Uberización laboral: nuevos retos jurídicos en tiempos de pandemia

Teletrabajo
Teletrabajo

No voy a volver sobre el ya conocido debate sobre el teletrabajo, un viejo fenómeno acelerado hasta extremos increíbles como consecuencia del coronavirus. Algunos gobiernos se han apresurado a improvisar regulaciones jurídicas, no del todo necesarias, porque los posibles problemas se podían resolver aplicando principios generales aceptados en la vida social moderna. Otros han aceptado los acuerdos alcanzados entre sindicatos y patronales, para precisar derechos y deberes cuando la prestación laboral por cuenta ajena se realiza fuera del establecimiento de la empresa y, por tanto, no es reconducible al clásico poder reglamentario del empleador. Pero se trata de matices, dentro de la aplicación del ordenamiento laboral vigente en la mayoría de países desarrollados, como parte esencial del estado del bienestar.

         Me parece distinto el abanico de problemas suscitado por la “uberización”. Permítaseme usar este término, que aplica una parte al todo, como tantas veces sucede en el lenguaje contemporáneo. Al principio, salvo error por mi parte, surgieron en California nuevas empresas que prestaban servicios de transporte en coches con conductor, que el cliente contrataba mediante una aplicación informática: la empresa se responsabilizaba sólo del funcionamiento de un servicio, prestado por personas que no pertenecían a su plantilla e, incluso, usaban vehículos propios. Algo semejante surgió más o menos por la misma época con los servicios de mensajería o diversos transportes de mercancías, y pronto se expandió por el mundo: no dejan de llamar mi atención los casi únicos ciclistas que circulan por Madrid el sábado por la tarde: nada que ver con las bicicletas de montaña cada vez más numerosas por la sierra de Guadarrama.

         Al ciudadano que no desea salir de casa para sus compras, le resulta indiferente que le preste ese servicio un autónomo o el clásico trabajador por cuenta ajena. Le basta con la eficiencia y el precio cierto.
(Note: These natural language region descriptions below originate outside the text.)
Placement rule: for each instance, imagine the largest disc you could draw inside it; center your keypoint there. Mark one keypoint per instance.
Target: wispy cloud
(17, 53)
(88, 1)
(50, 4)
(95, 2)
Le da igual el modo de encargar la tarea o el estatuto jurídico de quien resuelve su problema. Pero, en el mundo occidental desarrollado, no se puede ignorar la historia, que incluye la consagración de los derechos sociales no reductibles al juego de la oferta y la demanda.

         Aunque la cuestión jurídica afecta a otros servicios, el núcleo del debate se ha centrado en torno a las entidades que coordinan a los conductores de vehículos. Establecen normas sobre las tarifas del servicio, pero no consideran al empleado como trabajador por cuenta ajena, con derechos típicos, como vacaciones pagadas, desempleo, accidentes, etc.

         El Estado de California promulgó una ley a comienzos de 2020 -la AB5-: las empresas de la “gig economy” (economía de trabajo a la carta) quedaban obligadas a tratar como empleados a las personas que contrataban, con determinados derechos sociales, si ejercían un control sobre sus tareas, y establecían las tarifas. Se creaba así un nuevo estatuto, intermedio entre el contrato laboral típico –evolución del antiguo contrato de servicios- y el contrato de obra, propio del derecho civil o mercantil. Los conductores de plataformas digitales continuarían siendo autónomos, pero con garantías a cargo de la empresa en materia de retribución y seguridad social.

         Sorprendentemente ese estatuto fue modificado en el referéndum del pasado 3 de noviembre. En las presidenciales, el 64% de los electores votó a favor de Joe Biden, pero el 59% apoyó la Proposición 22, en contra de la postura demócrata: se trataba de anular parcialmente la ley que atribuía a los conductores y repartidores de las plataformas digitales la condición de empleados, con una protección social mínima e ingresos brutos respaldados por el 120% del salario mínimo, pero les impedía, por ejemplo, crear un sindicato.

         En esa línea, el Tribunal Supremo de Londres ha calificado como "worker" a un conductor de Uber registrado como autónomo: un tertius genus, a mitad de camino del clásico asalariado: trabajadores "parasubordinados", sin margen de negociación, y cuyo contratante no es propiamente el cliente; pero con una protección específica: salario mínimo, horario de trabajo, vacaciones pagadas, etc. Pero sin prestaciones por enfermedad o por maternidad, ni por despido o desempleo, ni por jubilación.

         Pero no se puede ignorar la necesidad de una mejor protección social para trabajos de alto riesgo –los ciclistas sufren muchos accidentes. No basta apoyarse en el interés de los clientes –también son más baratos productos fabricados en oriente en condiciones serviles-, ni en el drama del desempleo en tiempos de crisis. Tampoco parece lógico sustituir la inflación burocrática, o el excesivo intervencionismo sindical, por la precariedad jurídica. Sigue siendo necesario el tuitivo derecho del trabajo: in dubio, pro operario.